Because of the ubiquity of repetition, the loop is probably the most important piece of computer syntax. A loop does just what the name implies — it does something over and over. Here’s the classic example of when a loop is useful. Suppose we have two sets of numbers:

A = (1, 2, 3)
B = (4, 5, 6)

Now suppose I want to add each element in A and B (i.e. 1+4, 2+5, 3+6). Enter the loop. For each element i in our sets of numbers, we tell the computer to add A and B:

for i in 1 to 3:
    sum[i] = A[i] + B[i]

This code gives us a new list (sum) that contains the sum of the elements in A and B. Pretty nifty. (FYI, I’m not using any specific coding syntax here. I’m just mimicking the logic of a loop.)

It’s fun to write this loop syntax when you’re first learning to code. But after awhile it becomes tedious. Adding two lists together is something that you’ll do all the time. Do you really want to write a loop each time you add two sets of numbers? Probably not.

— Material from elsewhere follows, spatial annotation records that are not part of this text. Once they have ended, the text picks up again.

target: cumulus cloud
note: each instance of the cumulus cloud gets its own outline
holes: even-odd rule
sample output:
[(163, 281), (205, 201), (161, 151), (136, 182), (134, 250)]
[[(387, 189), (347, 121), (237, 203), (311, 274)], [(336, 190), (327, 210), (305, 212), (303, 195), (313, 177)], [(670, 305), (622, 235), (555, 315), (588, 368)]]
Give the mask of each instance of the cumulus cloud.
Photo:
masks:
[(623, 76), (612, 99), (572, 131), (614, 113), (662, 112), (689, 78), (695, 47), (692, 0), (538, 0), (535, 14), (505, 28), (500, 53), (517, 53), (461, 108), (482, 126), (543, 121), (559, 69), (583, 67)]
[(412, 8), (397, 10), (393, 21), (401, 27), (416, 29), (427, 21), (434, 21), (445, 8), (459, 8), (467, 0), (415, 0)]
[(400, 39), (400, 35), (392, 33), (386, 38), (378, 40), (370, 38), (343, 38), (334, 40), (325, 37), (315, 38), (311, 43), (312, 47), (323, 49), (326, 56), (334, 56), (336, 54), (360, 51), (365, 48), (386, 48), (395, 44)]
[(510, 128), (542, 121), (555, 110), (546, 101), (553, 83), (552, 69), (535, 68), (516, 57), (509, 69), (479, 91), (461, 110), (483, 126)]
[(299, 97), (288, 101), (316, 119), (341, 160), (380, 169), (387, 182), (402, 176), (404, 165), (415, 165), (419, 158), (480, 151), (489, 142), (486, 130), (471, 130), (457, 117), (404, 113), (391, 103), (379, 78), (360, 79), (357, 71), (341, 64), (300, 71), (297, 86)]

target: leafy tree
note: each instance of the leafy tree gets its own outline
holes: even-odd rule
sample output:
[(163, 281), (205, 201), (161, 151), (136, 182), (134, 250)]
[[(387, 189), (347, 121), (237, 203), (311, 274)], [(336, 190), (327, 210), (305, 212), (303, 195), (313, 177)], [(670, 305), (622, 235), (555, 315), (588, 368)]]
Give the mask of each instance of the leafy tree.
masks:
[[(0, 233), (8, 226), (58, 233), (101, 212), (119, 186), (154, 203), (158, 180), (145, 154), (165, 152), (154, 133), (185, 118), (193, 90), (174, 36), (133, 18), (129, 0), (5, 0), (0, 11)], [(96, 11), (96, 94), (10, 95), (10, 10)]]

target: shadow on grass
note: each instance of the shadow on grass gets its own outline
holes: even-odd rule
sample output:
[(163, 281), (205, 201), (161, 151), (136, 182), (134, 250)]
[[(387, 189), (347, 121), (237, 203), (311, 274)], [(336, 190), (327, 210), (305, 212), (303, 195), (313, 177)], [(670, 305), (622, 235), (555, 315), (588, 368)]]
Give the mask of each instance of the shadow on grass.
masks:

Luckily there’s an easier method. Somewhere along the way, computer programmers realized that you could embed loops in a simpler syntax. Suppose that A and B are defined as above. Now imagine that instead of writing a loop, to add each element in A and B we just write:

sum = A + B

This syntax is wonderfully simple and far more human readable than the syntax in our loop. But it’s not like the loop has gone away. It’s just hidden beneath the surface. The loop is implicit in the ‘+’ symbol. When you call this symbol, the computer knows that you actually mean ‘loop over the elements of A and B and add them together’.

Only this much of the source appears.